Pre-hospital lactate testing in the identification of patients with sepsis: a review of the literature

06 December 2013
Volume 5 · Issue 12

Abstract

Sepsis is increasingly common and has a high mortality rate. Sepsis can be difficult to identify and patients with severe sepsis often initially present to the ambulance service. Lactate testing has been utilised successfully in other healthcare settings to assist with the identification of septic patients and stratification of illness severity.

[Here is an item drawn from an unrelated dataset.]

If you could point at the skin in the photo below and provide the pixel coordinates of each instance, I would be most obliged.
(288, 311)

A focused literature review has revealed that pre-hospital lactate testing has shown benefits to clinicians pre-hospitally in the identification of septic patients presenting to the ambulance service. Only four pieces of primary research were identified and small sample sizes and variability of lactate testing limit the generalisation of the findings. Further research is required to fully investigate the potential benefits of using pre-hospital lactate testing to identify those patients with sepsis, severe sepsis and septic shock presenting to the ambulance service.

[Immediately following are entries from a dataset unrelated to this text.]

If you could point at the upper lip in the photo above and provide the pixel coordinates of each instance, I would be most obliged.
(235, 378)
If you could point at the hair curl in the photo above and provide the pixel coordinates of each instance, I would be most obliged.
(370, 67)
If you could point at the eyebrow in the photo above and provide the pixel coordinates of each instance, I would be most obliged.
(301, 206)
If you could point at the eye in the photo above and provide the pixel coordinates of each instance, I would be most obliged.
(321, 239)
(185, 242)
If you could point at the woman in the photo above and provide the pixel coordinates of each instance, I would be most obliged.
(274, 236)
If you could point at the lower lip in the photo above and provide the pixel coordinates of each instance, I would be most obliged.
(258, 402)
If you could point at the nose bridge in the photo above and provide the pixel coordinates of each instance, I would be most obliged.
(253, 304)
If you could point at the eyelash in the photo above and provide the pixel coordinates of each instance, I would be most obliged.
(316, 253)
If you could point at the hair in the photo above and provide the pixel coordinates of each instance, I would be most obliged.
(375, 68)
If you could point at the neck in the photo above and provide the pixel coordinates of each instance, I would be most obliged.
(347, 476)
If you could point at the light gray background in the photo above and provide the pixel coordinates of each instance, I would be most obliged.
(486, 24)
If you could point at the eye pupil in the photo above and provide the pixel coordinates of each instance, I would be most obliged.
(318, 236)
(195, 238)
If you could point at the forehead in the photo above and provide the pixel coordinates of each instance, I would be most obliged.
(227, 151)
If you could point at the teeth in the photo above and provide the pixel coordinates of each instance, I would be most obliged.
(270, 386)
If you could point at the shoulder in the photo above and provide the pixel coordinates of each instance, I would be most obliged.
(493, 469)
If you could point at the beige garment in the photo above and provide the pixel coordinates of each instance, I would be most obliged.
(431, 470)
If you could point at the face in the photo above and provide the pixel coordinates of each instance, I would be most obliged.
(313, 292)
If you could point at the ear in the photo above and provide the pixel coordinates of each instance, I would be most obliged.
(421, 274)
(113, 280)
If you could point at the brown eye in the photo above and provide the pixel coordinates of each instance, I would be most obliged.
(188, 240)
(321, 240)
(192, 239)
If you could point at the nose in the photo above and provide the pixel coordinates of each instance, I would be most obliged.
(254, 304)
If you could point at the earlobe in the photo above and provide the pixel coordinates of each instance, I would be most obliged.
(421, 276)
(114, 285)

Sepsis is defined as a clinical syndrome characterised by the presence of both infection and a systemic inflammatory response. Sepsis may result in organ dysfunction, shock and death (Harrison et al, 2006; Wang et al, 2010). The definition of severe sepsis is sepsisinduced organ dysfunction or tissue hypoperfusion, and septic shock is defined by severe sepsis plus hypotension that persists despite fluid resuscitation (Levy et al, 2003; Dellinger et al, 2008).

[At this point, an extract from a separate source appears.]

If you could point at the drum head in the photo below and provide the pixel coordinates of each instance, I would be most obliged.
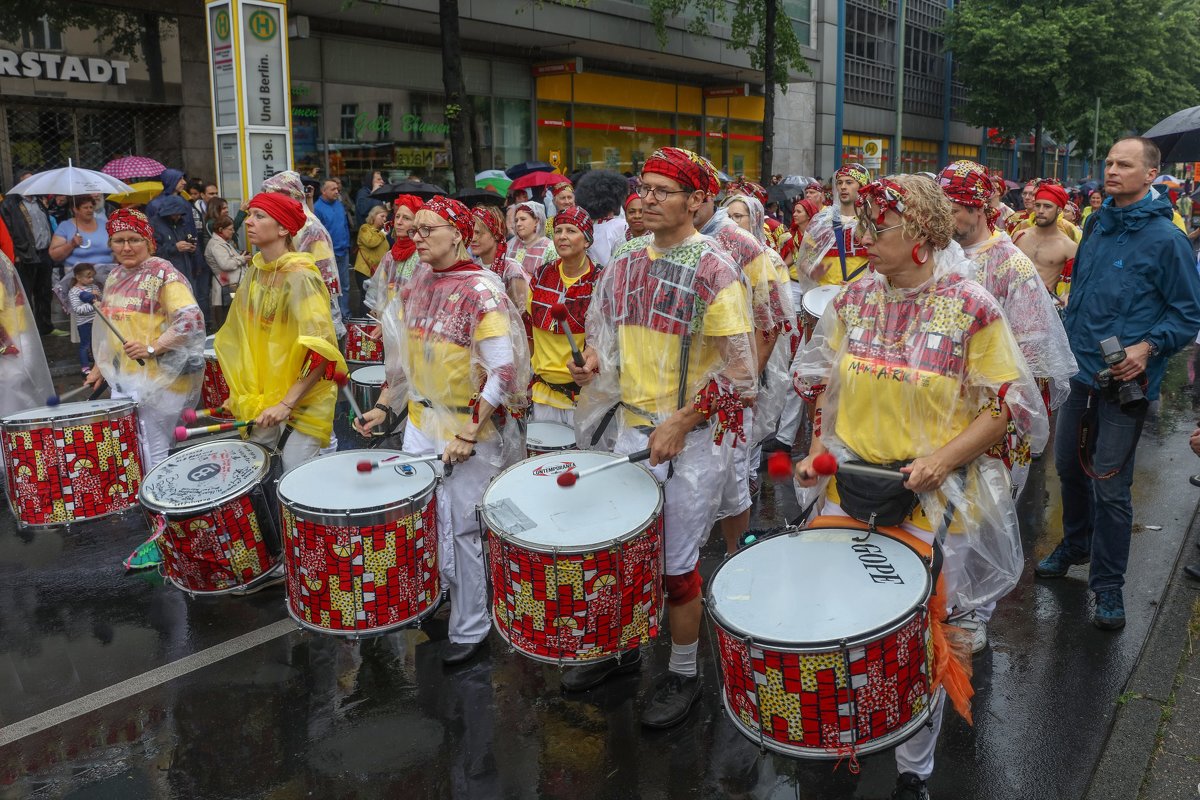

Severe sepsis is common, and has an estimated incidence of one to three cases per 1 000 population per year, with a rate that has been increasing over two decades (Seymour et al, 2010). Severe sepsis accounts for 27% of admissions to intensive care units (ICU) in England, Wales and Northern Ireland. Patients with severe sepsis account for 46% of all ICU bed days, with a median hospital stay of four weeks. Mortality in patients with severe sepsis remains high at 30–50% (Harrison et al, 2006).